Quand la cour se fut rangée des deux côtés du trône, le roi Christian, très vieux, d’une pâleur de cire, sa barbe blanche étalée sur sa tunique militaire et cachant à moitié le grand cordon de l’Aigle-Bleu, dit, d’une voix forte de commandement, chevrotante à peine :

— Monsieur le grand chancelier, quand il vous plaira.

Le grand chancelier, comte de Moellnitz, debout au pied de l’estrade, devant une table carrée couverte d’un tapis de pourpre à crépines d’or--la table royale des mélodrames historiques--déroula un parchemin d’où pendait un sceau rouge plus large qu’une hostie, et, scandant les phrases d’un hochement de sa petite tête d’oiseau déplumé, il lut avec une lenteur et des intonations d’archevêque officiant :

« Nous, Christian XVI, par la grâce de Dieu roi d’Alfanie, à tous présents et à venir salut.

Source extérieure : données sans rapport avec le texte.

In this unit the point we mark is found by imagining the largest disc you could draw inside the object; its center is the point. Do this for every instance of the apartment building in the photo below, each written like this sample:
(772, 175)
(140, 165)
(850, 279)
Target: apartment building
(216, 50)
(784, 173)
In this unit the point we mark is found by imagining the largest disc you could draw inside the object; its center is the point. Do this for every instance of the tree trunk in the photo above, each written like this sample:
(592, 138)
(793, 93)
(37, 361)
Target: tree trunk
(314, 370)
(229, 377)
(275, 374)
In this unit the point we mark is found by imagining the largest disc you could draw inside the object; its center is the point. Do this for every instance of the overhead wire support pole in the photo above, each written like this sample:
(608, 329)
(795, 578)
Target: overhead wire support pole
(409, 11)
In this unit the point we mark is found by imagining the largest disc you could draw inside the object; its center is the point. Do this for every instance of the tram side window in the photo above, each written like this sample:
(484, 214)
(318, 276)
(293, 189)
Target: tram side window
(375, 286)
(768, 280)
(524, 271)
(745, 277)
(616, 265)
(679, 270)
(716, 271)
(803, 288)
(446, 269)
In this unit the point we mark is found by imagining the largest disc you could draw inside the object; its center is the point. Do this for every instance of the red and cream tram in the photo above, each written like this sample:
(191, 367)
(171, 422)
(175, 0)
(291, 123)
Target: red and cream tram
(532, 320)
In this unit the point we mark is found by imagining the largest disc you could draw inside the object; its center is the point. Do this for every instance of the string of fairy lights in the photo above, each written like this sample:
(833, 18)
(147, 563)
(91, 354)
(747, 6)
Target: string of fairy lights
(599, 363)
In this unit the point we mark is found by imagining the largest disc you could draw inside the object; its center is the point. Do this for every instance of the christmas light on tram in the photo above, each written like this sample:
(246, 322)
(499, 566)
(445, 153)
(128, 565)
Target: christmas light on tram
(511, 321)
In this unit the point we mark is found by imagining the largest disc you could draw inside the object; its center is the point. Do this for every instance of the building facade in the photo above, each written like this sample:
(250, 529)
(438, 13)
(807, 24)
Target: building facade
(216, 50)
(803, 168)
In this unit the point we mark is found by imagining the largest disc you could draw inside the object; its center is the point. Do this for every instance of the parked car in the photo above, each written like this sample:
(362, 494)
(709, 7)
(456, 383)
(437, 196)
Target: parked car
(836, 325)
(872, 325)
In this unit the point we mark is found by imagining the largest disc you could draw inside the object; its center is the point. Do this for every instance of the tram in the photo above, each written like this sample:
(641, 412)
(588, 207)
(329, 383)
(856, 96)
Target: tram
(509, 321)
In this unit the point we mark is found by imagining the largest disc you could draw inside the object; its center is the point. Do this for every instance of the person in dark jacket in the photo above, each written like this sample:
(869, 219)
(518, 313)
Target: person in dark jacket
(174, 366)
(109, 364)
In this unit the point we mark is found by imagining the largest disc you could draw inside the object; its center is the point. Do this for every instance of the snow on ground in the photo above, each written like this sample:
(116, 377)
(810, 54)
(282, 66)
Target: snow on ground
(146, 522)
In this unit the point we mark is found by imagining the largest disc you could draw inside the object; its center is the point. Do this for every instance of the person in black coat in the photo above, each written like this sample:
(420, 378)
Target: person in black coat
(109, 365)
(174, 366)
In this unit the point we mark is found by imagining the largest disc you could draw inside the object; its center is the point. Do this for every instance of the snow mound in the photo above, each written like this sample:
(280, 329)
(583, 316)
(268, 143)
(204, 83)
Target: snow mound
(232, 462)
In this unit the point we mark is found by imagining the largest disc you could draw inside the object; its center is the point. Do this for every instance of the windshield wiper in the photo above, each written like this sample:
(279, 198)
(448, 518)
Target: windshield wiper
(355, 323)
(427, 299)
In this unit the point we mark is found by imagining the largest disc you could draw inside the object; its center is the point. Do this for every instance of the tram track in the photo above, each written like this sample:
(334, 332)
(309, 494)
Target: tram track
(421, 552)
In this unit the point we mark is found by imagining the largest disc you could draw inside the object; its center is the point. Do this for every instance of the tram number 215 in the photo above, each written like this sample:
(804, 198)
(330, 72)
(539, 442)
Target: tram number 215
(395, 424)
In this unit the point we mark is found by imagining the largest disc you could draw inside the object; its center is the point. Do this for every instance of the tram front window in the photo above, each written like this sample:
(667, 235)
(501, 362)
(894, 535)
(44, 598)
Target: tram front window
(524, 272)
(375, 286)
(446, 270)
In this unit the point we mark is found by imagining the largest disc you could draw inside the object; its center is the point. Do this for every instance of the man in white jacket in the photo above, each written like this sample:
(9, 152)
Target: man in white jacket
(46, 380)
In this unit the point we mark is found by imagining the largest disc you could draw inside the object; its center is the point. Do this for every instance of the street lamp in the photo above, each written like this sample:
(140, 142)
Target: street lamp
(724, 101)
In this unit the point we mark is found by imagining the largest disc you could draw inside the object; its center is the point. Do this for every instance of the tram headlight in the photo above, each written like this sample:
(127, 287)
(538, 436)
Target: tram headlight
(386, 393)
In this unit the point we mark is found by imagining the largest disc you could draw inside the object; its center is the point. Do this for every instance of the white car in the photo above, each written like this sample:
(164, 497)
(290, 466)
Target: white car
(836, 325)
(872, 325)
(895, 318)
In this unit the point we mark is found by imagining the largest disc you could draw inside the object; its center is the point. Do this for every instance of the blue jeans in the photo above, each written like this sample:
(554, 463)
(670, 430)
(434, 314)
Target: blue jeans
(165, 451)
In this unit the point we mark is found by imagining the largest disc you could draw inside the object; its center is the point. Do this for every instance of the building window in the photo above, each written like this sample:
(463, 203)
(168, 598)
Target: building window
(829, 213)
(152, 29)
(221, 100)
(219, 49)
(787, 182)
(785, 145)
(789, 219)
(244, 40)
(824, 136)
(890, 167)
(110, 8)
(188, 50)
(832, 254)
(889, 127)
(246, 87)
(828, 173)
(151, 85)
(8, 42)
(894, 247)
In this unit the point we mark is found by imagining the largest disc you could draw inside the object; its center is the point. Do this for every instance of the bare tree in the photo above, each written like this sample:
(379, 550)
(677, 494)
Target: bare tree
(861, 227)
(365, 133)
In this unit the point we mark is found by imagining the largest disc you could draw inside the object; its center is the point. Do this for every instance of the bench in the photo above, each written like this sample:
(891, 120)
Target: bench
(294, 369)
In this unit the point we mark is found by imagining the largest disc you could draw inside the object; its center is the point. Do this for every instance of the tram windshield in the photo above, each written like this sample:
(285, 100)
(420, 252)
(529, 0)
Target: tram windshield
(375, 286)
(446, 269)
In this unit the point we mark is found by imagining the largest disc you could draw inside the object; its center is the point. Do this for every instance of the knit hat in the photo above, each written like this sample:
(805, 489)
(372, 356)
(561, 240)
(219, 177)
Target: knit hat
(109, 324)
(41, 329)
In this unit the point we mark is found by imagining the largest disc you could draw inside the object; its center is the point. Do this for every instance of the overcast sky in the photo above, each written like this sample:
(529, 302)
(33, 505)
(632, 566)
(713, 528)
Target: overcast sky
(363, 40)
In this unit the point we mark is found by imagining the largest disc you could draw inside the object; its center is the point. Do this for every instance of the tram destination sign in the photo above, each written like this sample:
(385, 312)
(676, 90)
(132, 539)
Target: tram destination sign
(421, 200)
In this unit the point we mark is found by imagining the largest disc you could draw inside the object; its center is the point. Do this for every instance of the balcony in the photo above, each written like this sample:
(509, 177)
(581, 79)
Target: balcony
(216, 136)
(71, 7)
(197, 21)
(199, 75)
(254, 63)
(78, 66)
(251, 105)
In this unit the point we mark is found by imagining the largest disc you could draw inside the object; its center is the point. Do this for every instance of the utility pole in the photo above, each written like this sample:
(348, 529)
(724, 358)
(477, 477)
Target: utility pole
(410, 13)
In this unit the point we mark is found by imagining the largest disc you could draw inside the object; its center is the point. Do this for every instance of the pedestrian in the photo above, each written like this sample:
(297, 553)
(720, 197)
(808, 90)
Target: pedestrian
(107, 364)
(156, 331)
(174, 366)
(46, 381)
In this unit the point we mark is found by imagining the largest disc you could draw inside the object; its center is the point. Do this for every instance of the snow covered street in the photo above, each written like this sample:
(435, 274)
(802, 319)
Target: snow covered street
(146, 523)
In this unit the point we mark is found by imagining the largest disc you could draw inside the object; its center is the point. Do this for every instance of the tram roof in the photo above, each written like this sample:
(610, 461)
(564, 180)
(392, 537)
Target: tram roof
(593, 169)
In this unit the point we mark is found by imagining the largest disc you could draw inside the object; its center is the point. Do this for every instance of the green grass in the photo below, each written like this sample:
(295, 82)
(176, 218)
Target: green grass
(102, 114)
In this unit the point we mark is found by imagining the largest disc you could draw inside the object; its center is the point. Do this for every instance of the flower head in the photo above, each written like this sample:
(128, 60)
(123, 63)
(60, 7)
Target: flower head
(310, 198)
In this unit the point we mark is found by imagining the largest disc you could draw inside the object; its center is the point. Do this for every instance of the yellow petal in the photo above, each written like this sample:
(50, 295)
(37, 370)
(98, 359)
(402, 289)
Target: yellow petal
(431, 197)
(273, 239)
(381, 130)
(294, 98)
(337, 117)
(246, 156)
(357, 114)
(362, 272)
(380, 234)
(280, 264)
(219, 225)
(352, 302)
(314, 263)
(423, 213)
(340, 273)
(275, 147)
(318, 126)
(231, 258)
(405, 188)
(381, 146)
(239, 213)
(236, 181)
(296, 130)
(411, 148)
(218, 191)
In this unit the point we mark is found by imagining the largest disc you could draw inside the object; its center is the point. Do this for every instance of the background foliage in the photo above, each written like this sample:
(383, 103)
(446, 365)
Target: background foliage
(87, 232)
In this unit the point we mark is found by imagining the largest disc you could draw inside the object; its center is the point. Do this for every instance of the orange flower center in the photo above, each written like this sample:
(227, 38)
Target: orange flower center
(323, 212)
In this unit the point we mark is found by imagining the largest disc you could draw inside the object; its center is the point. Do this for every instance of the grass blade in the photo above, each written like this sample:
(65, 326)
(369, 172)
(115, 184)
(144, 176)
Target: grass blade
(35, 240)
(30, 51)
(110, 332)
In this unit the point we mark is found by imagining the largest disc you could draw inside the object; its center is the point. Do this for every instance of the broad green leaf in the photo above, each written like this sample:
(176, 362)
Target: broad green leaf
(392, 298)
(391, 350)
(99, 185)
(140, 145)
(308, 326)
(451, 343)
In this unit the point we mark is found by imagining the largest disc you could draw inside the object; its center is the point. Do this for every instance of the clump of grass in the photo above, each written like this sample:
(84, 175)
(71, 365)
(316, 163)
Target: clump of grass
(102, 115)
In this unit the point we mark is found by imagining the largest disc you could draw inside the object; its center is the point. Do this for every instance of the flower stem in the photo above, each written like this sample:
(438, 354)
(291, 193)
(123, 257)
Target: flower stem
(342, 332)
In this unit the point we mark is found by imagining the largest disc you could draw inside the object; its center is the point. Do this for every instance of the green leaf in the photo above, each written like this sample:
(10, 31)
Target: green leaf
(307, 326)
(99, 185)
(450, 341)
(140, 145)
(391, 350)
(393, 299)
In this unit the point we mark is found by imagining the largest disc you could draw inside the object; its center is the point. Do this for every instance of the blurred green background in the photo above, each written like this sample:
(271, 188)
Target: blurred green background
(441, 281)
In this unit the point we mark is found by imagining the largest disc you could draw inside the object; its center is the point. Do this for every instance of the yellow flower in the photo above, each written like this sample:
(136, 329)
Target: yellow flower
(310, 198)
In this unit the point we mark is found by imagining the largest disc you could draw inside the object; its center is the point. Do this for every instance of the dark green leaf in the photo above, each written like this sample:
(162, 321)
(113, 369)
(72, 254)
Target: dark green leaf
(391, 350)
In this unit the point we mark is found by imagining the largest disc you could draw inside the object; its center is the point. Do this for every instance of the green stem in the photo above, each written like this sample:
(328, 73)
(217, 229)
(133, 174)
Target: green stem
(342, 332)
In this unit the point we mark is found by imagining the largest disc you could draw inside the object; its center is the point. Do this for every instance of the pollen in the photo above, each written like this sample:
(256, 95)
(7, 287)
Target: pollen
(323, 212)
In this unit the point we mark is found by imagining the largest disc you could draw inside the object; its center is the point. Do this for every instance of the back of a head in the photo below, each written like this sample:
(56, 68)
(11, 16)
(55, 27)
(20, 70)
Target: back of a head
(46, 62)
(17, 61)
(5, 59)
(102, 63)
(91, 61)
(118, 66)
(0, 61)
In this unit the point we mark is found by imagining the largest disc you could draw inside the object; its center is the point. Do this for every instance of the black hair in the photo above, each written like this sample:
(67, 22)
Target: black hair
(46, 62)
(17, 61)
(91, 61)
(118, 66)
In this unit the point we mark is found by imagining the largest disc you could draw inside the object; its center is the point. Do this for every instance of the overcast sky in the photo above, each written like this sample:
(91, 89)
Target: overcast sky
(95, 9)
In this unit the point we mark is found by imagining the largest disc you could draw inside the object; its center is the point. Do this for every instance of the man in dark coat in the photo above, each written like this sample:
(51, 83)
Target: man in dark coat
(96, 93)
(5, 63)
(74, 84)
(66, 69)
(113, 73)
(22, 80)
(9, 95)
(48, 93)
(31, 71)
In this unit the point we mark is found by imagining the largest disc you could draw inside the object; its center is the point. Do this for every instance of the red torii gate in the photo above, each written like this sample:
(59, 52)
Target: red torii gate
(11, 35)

»Considérant que l’âge et la maladie, sans diminuer notre zèle pour le bien de notre peuple, ne nous permettent plus d’y travailler selon notre désir et nous rendent désormais difficile le gouvernement de nos États ;

»Déléguons généralement tous nos pouvoirs à notre fils aîné et héritier présomptif, Hermann, prince de Marbourg, duc de Fridagne, et ce pour une année à dater du présent jour ;

»Ordonnons à tous nos sujets, à tous les officiers des armées de terre et de mer, à tous les magistrats, administrateurs et fonctionnaires constitués d’obéir au prince de Marbourg comme à nous-même ;

»Appelons les bénédictions de Dieu sur le prince Hermann, afin qu’il exerce avec sagesse et prudence et pour le plus grand avantage de nos sujets la puissance que nous lui déléguons.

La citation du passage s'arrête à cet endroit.